Given that this issue falls right in the middle of Fleisher’s lousy run on Spider-Woman, the issue surprisingly good.
Sure, it’s got problems: the Enforcer’s hideout, with the immovable Scotty stashed in a freezer, was previously established to be an abandoned meat-packing plant on Something Street. Now it’s an apartment on Mullin. I guess Fleisher forgot? Worse, he wheels out the “I overhead a criminal revealing secret information, and planned accordingly” gag for the third time in as many issues. At least Spider-Man was more effective with that information than Scotty was back in Spider-Woman #27.
Oh, and Fleisher again races through scenes without giving any thought as to how they link together. In this case, it’s that aircraft that the Enforcer had. How does he know how to fly it? Where did he get it? Where is he keeping it? Once the law knew that it was a pirate vessel, why didn’t they track it and arrest the occupants when it landed? And so on.
But there are good elements too. The defensive exposition Peter offers up regarding the stewardess’ clipboard is a nice touch, even if it seems like hand-waving. Peter was sitting next to people, after all, and they’ll remember - I hope - that he was there for the first part of the flight, but went missing after the superheroes showed up.
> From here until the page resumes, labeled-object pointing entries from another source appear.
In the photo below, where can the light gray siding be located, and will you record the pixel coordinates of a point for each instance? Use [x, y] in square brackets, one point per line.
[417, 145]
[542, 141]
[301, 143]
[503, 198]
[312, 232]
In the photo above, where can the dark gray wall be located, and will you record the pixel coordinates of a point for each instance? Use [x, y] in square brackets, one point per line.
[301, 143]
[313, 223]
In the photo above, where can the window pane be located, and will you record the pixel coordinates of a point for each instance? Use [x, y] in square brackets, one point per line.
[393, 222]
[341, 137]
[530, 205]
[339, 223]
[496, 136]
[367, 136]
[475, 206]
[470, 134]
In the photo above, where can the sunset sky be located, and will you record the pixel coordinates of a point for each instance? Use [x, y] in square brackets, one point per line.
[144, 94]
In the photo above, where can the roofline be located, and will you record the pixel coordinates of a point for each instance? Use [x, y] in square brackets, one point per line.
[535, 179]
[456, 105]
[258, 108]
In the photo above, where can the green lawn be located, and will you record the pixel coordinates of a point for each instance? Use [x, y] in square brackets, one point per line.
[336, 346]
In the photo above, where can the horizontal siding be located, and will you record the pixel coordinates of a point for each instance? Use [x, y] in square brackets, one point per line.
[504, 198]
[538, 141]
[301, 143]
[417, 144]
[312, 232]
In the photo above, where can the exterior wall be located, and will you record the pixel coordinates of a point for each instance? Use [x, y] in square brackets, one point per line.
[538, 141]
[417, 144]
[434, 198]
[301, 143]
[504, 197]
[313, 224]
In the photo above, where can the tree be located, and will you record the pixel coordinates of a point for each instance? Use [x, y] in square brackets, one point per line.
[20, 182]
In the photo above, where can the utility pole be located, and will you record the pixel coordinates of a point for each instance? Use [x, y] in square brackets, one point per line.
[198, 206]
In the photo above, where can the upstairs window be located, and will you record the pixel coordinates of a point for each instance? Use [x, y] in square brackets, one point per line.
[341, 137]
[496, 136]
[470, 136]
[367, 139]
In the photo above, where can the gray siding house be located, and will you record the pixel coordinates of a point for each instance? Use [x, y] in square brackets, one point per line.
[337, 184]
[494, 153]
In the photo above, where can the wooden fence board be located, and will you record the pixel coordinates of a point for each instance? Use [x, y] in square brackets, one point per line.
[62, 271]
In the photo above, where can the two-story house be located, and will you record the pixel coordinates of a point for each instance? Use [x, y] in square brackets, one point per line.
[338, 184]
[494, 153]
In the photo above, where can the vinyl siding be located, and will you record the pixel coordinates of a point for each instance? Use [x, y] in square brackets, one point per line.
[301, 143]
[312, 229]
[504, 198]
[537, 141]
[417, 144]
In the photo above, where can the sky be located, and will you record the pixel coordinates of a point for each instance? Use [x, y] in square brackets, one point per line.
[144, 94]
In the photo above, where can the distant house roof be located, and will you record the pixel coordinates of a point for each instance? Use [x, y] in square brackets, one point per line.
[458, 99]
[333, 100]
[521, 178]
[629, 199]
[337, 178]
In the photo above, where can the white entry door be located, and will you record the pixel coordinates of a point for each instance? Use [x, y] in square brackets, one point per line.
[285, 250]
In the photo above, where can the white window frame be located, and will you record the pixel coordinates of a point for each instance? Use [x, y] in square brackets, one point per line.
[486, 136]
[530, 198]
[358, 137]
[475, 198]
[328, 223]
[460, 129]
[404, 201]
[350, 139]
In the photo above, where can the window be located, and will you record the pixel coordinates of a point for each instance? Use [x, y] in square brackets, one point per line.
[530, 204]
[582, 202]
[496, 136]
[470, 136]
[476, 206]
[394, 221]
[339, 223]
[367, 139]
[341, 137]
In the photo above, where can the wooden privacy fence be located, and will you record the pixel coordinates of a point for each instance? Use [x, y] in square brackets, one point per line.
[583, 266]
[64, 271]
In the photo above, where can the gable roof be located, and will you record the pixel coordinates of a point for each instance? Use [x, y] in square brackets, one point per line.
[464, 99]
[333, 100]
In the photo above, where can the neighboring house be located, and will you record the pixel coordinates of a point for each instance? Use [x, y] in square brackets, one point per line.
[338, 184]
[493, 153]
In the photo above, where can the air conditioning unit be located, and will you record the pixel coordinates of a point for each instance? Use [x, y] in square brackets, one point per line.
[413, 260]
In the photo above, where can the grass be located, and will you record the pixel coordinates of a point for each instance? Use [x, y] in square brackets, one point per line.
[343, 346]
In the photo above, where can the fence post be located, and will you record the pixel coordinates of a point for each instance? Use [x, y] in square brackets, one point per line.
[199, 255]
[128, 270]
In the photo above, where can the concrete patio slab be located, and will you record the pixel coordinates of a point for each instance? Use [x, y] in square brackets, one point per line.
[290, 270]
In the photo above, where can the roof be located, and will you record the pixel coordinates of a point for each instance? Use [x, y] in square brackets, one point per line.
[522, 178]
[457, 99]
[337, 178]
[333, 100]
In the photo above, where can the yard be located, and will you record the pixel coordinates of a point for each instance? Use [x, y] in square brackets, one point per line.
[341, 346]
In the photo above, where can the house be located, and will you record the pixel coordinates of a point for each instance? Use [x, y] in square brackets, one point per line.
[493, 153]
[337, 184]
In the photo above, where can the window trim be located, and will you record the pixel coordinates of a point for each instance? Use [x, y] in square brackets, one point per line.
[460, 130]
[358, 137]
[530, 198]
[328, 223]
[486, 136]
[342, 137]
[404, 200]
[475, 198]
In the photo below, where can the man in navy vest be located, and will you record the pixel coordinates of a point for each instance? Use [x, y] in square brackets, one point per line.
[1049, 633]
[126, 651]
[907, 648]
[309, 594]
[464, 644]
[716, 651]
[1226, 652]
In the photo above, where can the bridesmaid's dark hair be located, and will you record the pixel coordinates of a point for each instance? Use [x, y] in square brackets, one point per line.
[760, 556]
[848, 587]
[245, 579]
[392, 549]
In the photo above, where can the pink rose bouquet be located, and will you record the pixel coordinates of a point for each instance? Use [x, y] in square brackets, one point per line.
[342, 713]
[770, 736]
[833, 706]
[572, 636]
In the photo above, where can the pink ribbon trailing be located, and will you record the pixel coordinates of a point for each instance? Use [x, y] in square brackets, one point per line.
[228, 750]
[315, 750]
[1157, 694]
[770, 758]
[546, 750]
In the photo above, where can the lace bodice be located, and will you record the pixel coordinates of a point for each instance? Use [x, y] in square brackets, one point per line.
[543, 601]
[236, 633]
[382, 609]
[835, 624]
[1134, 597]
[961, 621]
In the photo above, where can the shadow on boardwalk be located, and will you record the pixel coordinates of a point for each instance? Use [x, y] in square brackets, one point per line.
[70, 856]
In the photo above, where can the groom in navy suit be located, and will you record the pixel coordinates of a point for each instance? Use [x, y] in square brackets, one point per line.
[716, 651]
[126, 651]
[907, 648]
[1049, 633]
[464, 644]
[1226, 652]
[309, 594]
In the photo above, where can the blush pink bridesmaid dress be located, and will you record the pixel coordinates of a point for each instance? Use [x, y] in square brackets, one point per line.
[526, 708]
So having Peter swipe the clipboard seems to me to be insufficient coverage of his secret identity, but the fact that Peter thinks about it at all in a Fleisher-penned issue feels like a triumph.
In the same vein, having Peter shoot a web-line that fails to perform as expected because of environmental conditions was a nice touch, as was his impromptu parachute. Unexpected problems that prompt creative solutions are one of the joys of Silver Age comic storytelling, and it’s nice to find an example of it smack in the middle of the Bronze Age.
It’s just too bad that all of the creativity this issue boasts is deployed in service of the guest star rather than the protagonist. Jessica comes off poorly this issue: she fights with her friends to help her foes. When the pretty-obvious ruse the Enforcer tricked her with is revealed, she lashes out at friend and foe alike. None of this is implausible, as people behave foolishly or impulsively in the real world all the time, and they don’t have Jessica’s excuse of a lost childhood and sheltered upbringing by manipulative terrorists. But however defensible Jessica’s actions are, they sure aren’t the actions of a hero. It’s hard to root for her in this issue: to the limited extent that she’s the one driving the story forward, she does so in a reckless and foolish manner. And she doesn’t even resolve her own difficulties: Spider-Man does that for her.
As a Spider-Man story, I’d give it three webs. As a Spider-Woman story, the bad certainly outweighs the good. Two webs.